他们只是想在一起而已,相守相爱,身份差距万丈沟壑。
少女死前始终微笑,血色黄昏里被烧成灰烬,皇子仰天狂啸悲怆至极,血洗高城,尸身淋漓堆砌却找不回她的笑颜。
多么惊心动魄的爱情。
她看着,她写下,那成了一支曲折的歌,歌里有年少时的她所向往的情,由世人传颂。
她还记得第一次遇见他,在那军营中,人头攒动,偷渡者一张张惊慌紧张的脸,越过士兵的肩膀她远远望见了他,冷漠如磐石的男人,军装笔挺,高大而沉默。
她还记得他们第一次上床,他竟然是是第一次,而她的第一次早已在三百年前由血帝狂暴地强制夺取,仅仅一次是刻骨至今的疼。
身上的男人却是小心翼翼的,钢铁般精壮的身躯,对待她却分外柔软。
真是个温柔的男人,那个时候,她想。
瞬移魔法阵光芒渐渐消失,周身的场景是皇家骑士团的军院大楼前。
她一步步朝里走,天好黑,一个人都没有,她敲开了团长办公室的门,他果然是在的,就站在她面前,垂着茶色的眸子,薄唇紧紧抿着。
他面无表情盯着她,眼里是不动声色的寒冷。
她冲他虚弱地笑了一下,哈出一口气,她好冷,抬抬眼皮,就这么倒了下去。
赫伦眼中光芒微闪,他极快地接住了她,半是抱着的,他脸色微变,朝她□一摸,满手脓血。
血腥气息渐渐浓了,她身下的血如泼洒的杜鹃花瓣鲜红地淌开,赫伦望了一眼门外,她来的方向是一路血迹。
他的肩膀僵住了。
“我本来想好了名字了的,叫赫文(heaven),”她声音轻轻的几乎要消失在空气中,她极力微笑着,“多简单的名字,只不过可惜了,对不起,赫伦,对不起。”
赫伦的瞳孔骤然收缩,他嘴唇压抑了片刻,微微发抖,才隐忍地吐出了话,“你不要说话,我去叫医生。”说着便起身,赫莲拉住他,没有力气,他却是定住了,女人目光迷离的,仿佛醉了一般。

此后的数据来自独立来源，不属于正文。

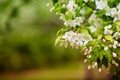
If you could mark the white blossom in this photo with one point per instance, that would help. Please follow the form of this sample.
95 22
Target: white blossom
86 1
92 29
63 43
101 4
71 5
114 54
105 48
116 35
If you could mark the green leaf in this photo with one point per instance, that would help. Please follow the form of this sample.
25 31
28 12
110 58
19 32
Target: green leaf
108 55
54 1
62 30
58 39
105 61
69 16
109 38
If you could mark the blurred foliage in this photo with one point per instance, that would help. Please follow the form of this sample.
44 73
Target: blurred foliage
27 35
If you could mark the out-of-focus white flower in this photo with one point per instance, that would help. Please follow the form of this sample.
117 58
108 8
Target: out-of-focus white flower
76 40
89 67
108 27
118 6
75 22
114 54
63 6
51 9
85 60
105 48
82 11
86 1
95 64
101 4
108 11
115 14
71 5
92 18
64 43
107 30
75 45
116 35
92 29
97 22
100 70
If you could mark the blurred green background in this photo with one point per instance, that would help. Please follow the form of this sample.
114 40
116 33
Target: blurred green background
27 34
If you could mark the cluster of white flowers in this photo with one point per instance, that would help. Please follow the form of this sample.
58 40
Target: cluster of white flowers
76 39
73 23
99 19
107 30
71 6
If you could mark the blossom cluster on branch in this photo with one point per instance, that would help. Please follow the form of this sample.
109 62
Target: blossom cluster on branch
92 26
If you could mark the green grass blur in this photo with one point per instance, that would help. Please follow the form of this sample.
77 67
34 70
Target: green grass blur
27 35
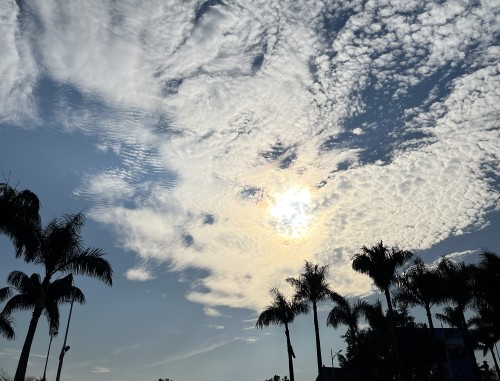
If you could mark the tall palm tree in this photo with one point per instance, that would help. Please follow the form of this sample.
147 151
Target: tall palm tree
458 284
345 313
60 251
31 295
419 285
312 287
6 329
282 312
381 263
486 282
19 217
485 333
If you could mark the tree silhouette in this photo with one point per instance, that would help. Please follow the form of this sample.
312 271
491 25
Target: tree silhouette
345 313
485 333
6 329
282 312
381 264
458 286
312 287
33 296
60 251
19 218
420 285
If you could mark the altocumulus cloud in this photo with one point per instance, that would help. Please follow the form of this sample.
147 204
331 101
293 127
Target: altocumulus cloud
385 111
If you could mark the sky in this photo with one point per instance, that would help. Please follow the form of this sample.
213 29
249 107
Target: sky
214 146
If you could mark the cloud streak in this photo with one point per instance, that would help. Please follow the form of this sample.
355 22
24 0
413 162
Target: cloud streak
386 113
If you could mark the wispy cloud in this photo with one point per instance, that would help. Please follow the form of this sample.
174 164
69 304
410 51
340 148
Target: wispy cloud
103 369
126 349
204 348
389 121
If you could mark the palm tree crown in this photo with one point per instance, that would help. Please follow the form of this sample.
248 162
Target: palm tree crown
30 293
282 312
345 313
312 286
419 285
381 264
61 252
6 329
19 217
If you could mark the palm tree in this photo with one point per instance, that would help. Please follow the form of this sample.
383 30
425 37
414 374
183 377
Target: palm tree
381 264
345 313
60 251
31 294
6 329
19 217
485 333
458 285
312 287
419 285
486 282
282 312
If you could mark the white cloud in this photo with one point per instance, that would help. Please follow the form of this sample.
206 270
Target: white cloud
209 311
211 120
18 68
121 350
103 369
139 274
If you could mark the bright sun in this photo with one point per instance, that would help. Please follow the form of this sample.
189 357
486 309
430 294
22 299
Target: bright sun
290 212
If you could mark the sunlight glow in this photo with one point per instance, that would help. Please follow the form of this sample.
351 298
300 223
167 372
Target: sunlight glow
290 212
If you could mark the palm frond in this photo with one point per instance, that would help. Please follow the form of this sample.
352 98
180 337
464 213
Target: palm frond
19 302
6 329
88 262
5 293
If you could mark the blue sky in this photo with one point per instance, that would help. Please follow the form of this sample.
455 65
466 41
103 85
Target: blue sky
215 146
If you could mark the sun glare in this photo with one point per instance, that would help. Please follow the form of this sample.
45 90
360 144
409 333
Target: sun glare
290 212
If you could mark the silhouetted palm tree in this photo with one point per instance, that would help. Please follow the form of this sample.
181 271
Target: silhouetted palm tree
381 264
31 294
420 285
452 316
486 282
19 217
312 287
485 333
282 312
6 329
458 286
60 251
345 313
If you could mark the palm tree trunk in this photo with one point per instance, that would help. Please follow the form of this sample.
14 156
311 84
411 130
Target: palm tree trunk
25 353
495 360
468 341
318 344
290 352
433 335
393 332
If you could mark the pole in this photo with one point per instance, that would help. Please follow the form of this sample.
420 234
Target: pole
447 356
64 348
47 360
333 356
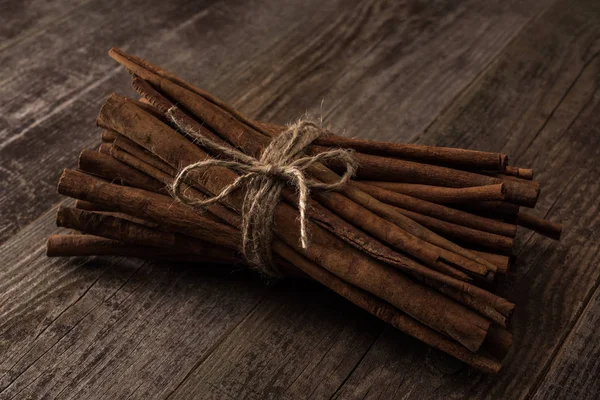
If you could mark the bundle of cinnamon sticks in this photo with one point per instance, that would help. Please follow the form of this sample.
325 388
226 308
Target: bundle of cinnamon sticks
417 238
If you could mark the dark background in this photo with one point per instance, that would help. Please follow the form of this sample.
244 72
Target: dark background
520 77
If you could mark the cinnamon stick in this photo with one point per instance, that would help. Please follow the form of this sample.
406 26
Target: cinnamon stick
458 158
107 167
523 173
480 300
347 205
469 329
129 232
444 195
89 245
439 211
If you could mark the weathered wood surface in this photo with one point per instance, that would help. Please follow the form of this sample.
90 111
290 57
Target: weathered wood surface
113 328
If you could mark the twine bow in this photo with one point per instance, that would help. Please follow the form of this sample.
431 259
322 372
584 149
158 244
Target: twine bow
265 177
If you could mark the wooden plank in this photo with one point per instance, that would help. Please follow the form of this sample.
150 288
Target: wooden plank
248 367
54 83
87 328
69 363
542 93
44 99
302 341
574 372
21 19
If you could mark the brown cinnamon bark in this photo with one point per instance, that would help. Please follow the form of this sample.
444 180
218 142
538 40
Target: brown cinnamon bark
107 167
129 232
399 320
89 245
142 154
502 262
523 173
478 299
390 169
383 224
458 158
462 233
439 211
86 205
108 136
424 304
444 195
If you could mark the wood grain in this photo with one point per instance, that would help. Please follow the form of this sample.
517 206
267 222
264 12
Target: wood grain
21 19
574 372
542 93
116 328
90 328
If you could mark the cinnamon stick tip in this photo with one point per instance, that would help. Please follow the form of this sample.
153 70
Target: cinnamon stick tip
503 162
61 180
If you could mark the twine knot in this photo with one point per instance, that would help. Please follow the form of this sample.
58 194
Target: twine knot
265 177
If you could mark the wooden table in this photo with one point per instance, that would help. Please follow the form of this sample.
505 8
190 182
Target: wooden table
521 77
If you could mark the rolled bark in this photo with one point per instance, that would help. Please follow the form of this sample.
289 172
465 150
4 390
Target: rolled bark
457 158
463 234
128 232
478 299
444 195
89 245
439 211
107 167
381 221
523 173
425 304
389 169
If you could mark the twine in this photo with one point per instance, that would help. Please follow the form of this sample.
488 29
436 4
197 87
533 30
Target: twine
280 163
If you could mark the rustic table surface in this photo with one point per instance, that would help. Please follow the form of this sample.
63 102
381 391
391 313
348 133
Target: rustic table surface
520 77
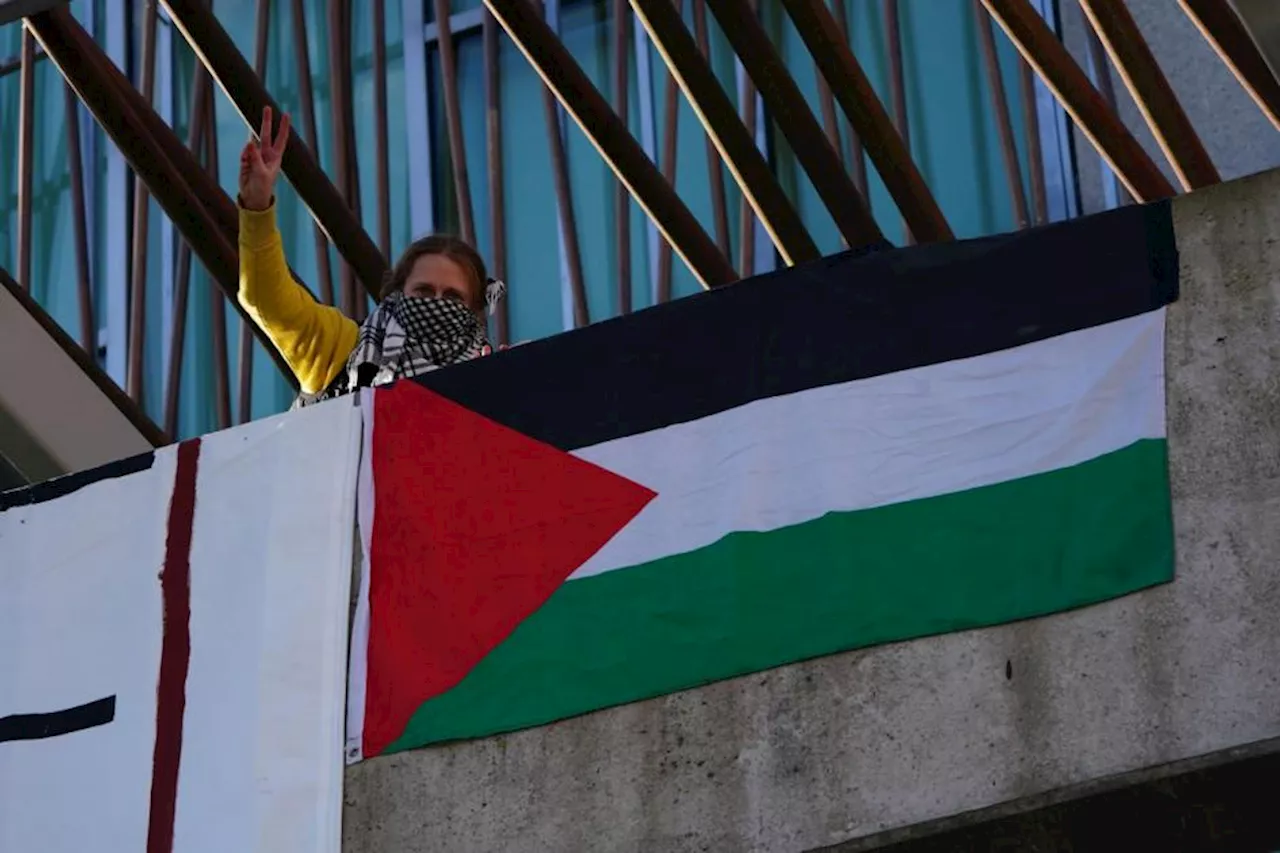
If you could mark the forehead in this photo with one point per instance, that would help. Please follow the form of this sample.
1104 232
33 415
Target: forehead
438 269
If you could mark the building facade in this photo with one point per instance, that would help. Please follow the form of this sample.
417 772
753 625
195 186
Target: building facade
926 59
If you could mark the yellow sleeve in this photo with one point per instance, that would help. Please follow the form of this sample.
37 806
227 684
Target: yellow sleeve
315 340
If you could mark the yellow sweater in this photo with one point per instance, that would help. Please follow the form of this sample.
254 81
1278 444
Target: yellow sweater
314 338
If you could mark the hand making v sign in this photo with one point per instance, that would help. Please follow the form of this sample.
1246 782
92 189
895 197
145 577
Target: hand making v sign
260 163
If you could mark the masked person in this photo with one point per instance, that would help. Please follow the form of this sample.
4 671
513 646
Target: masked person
432 310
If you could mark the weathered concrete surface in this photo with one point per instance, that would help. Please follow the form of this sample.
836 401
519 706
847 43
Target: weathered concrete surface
1235 132
848 746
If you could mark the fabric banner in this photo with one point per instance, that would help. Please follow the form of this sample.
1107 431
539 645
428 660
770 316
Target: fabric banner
173 644
856 451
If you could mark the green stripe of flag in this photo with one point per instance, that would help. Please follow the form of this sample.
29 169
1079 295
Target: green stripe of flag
753 601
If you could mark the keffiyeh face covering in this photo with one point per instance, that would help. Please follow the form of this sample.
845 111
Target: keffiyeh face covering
407 336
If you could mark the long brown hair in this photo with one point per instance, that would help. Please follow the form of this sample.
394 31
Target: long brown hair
456 249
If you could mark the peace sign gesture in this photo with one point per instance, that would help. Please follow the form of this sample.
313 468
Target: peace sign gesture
260 163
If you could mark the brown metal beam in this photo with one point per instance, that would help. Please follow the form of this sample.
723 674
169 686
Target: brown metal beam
1221 28
609 135
245 396
714 170
1151 91
565 209
867 114
493 160
307 108
14 63
216 50
745 213
199 208
858 163
453 122
897 82
1072 87
216 299
1102 72
1034 153
80 229
26 154
786 104
201 92
341 115
621 200
668 159
731 137
1004 123
137 332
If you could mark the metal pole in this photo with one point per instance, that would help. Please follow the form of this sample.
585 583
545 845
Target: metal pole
580 97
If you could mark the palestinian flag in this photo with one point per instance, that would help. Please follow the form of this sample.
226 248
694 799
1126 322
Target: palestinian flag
858 451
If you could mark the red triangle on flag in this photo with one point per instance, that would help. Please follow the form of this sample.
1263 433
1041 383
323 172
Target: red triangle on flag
475 525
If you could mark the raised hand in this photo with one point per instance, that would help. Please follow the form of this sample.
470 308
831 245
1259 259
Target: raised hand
260 163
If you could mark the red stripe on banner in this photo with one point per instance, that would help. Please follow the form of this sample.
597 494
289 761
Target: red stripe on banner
174 651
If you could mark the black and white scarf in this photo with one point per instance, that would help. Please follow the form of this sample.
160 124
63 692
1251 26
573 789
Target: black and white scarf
406 336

“别去了,在这里陪我。”赫莲慢慢说着,一个字一个字地咬在苍白的嘴唇上,“本来孩子生下来,我就不叨扰你了的,孩子陪我,我就不寂寞了,赫伦,可他没有了,没有了,对不起,我没有保护好他。”说着眼角溢出一滴泪来,男人将自己抱的越来越紧,她莫名心安,要是能这样一直下去就好了,她想要的就是这个,这种平凡的心安。
可她已经感觉到了生命如指间沙的迅速流失。
“你不是问我还算不算数么……”她没有力气了,身下的血哗哗地流,凉凉的,明明血是热的,她想摸摸他的脸,还是放弃了,这个男人的五官好看得几乎是雕刻上去一般,“女人嘛,总是喜欢心口不一,你说对不对?那种话还放在心上认认真真对待的就只有你这种傻瓜了……”
赫伦的眸子深深,用尽全身的力气才压制了低低的嘶吼,每一根骨头在作痛,他抱她紧得自己的手指都要麻木了,声音哑了下去,他知道他再也看不到这个女人的笑容了,“莲,孩子还可以再生,你别难过,我带你家好不好?”
他第一次尝试说安慰她的情话,那么笨拙,声音在抖,可惜听起来更需要安慰的是他。
她苍白地笑了笑,眼前已经彻底黑了。
。她想要的天堂。
“好。”
克莱什皇历七五零年十月,血族外交信使与人类政府谈判破裂,其一个月后,血族宣战。
***
二月。
雪花尚还是稀稀落落地落,银装素裹的,整个城市陷入深灰与雪白交织的牢笼。天灰蒙蒙几欲压下来似的,帝都建筑物的屋顶覆上白白厚厚的一层,屋檐凝垂着尖尖冰棱,街道两旁尽是堆着扫出的雪团,大块大块地掺杂各种枯黄的树枝和叶子,看起来有些脏了,马车湿漉漉地滚过,行人穿着大氅和皮草,拢着衣领匆匆走过。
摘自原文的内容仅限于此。